I'm looking to automate some web interactions, namely periodic download of files from a secure website. This basically involves entering my username/password and navigating to the appropriate URL.

I tried simple scripting in Python, followed by more sophisticated scripting, only to discover this particular website is using some obnoxious javascript and flash based mechanism for login, rendering my methods useless.

I then tried HTMLUnit, but that doesn't seem to want to work either. I suspect use of Flash is the issue.

I don't really want to think about it any more, so I'm leaning towards scripting an actual browser to log in and grab the file I need.

Requirements are:

  • Run on linux server (ie. no X running). If I really need to have X I can make that happen, but I won't be happy.
  • Be reliable. I want to start this thing and never think about it again.
  • Be scriptable. Nothing too sophisticated, but I should be able to tell the browser the various steps to take and pages to visit.
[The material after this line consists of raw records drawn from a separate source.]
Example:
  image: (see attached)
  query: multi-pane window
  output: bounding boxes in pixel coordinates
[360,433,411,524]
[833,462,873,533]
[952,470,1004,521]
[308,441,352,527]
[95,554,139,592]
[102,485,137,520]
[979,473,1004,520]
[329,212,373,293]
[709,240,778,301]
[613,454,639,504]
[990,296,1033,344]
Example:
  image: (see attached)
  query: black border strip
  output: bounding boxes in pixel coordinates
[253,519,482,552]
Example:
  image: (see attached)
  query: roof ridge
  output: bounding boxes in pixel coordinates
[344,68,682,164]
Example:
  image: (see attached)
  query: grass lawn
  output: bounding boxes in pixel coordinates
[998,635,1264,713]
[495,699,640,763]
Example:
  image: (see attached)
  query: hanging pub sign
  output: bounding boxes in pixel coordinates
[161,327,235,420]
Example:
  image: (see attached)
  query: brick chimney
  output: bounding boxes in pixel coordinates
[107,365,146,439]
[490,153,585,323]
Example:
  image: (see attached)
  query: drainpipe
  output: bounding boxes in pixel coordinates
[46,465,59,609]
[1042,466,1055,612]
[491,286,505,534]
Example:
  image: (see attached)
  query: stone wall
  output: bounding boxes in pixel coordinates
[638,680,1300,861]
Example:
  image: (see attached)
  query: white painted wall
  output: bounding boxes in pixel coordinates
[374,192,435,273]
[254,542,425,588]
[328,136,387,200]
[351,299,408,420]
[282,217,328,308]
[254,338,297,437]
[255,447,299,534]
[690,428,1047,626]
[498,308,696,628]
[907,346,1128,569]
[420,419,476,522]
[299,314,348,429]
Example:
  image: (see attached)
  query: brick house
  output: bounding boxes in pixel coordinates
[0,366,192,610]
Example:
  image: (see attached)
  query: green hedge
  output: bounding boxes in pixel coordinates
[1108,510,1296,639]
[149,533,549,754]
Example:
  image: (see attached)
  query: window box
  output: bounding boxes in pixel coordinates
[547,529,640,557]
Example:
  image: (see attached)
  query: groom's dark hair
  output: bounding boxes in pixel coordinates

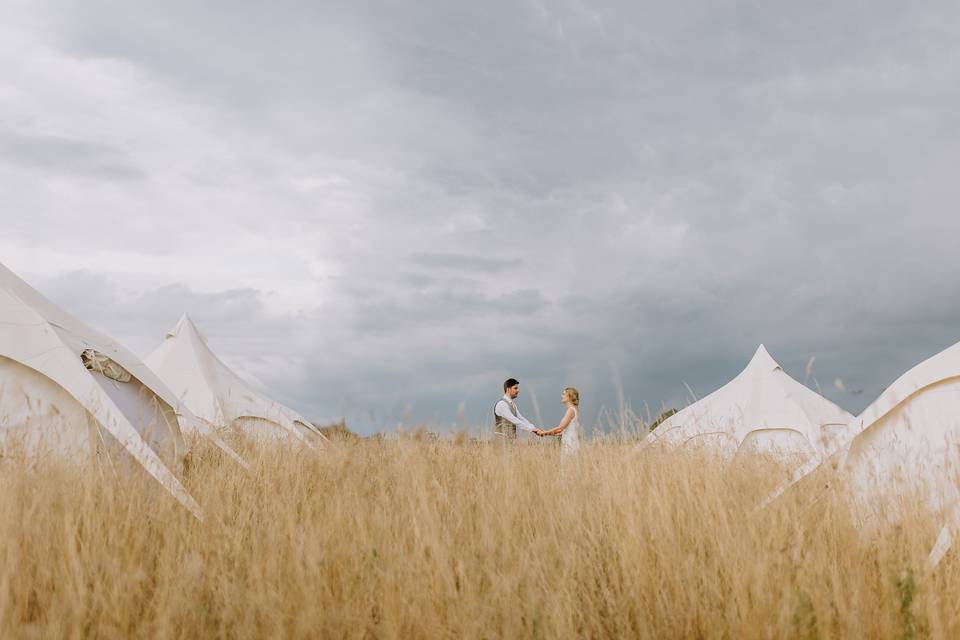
[503,378,519,391]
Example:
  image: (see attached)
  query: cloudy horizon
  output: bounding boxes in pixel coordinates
[3,1,960,434]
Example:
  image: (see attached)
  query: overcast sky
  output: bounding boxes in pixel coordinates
[3,1,960,434]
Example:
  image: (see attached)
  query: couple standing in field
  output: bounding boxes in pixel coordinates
[493,378,580,461]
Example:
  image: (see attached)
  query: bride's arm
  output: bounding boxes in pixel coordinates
[544,408,575,436]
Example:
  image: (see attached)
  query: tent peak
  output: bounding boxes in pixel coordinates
[743,343,784,375]
[166,313,205,341]
[749,343,777,364]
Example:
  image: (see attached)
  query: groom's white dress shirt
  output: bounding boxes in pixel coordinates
[494,394,536,432]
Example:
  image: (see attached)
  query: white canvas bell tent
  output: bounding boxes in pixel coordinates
[842,341,960,521]
[759,340,960,568]
[642,345,853,462]
[145,314,322,445]
[0,263,201,519]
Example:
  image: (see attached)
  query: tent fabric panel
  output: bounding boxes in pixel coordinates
[229,415,310,445]
[735,428,818,462]
[0,355,96,458]
[844,377,960,517]
[89,368,186,471]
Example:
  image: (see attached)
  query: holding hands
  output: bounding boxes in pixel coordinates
[534,399,578,439]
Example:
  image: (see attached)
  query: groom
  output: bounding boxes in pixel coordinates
[494,378,544,440]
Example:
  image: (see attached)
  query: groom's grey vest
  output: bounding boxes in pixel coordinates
[493,398,518,440]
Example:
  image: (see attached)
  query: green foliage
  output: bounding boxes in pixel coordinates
[792,590,819,640]
[648,408,678,432]
[316,421,360,441]
[895,567,917,640]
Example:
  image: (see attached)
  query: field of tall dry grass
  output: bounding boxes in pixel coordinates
[2,436,959,638]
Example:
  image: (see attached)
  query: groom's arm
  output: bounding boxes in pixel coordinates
[494,401,536,432]
[514,409,537,432]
Are there any good toolkits for a headless, X-less scriptable browser? Have you tried something like this and if so do you have any words of wisdom?


What about phantomjs?


I did related task with IE embedded browser (although it was gui application with hidden browser component panel). Actually you can take any layout engine and cut output logic. Navigation is should be done via firing script-like events.

You can use Crowbar. It is headless version of firefox (Gecko engine). It turns browser into RESTful server that can accept requests ("fetch url"). So it parse html, represent it as DOM, wait defined delay for all script performed.

It works on linux. I suppose you can easily extend it for your goal using JS and rich XULrunner abilities.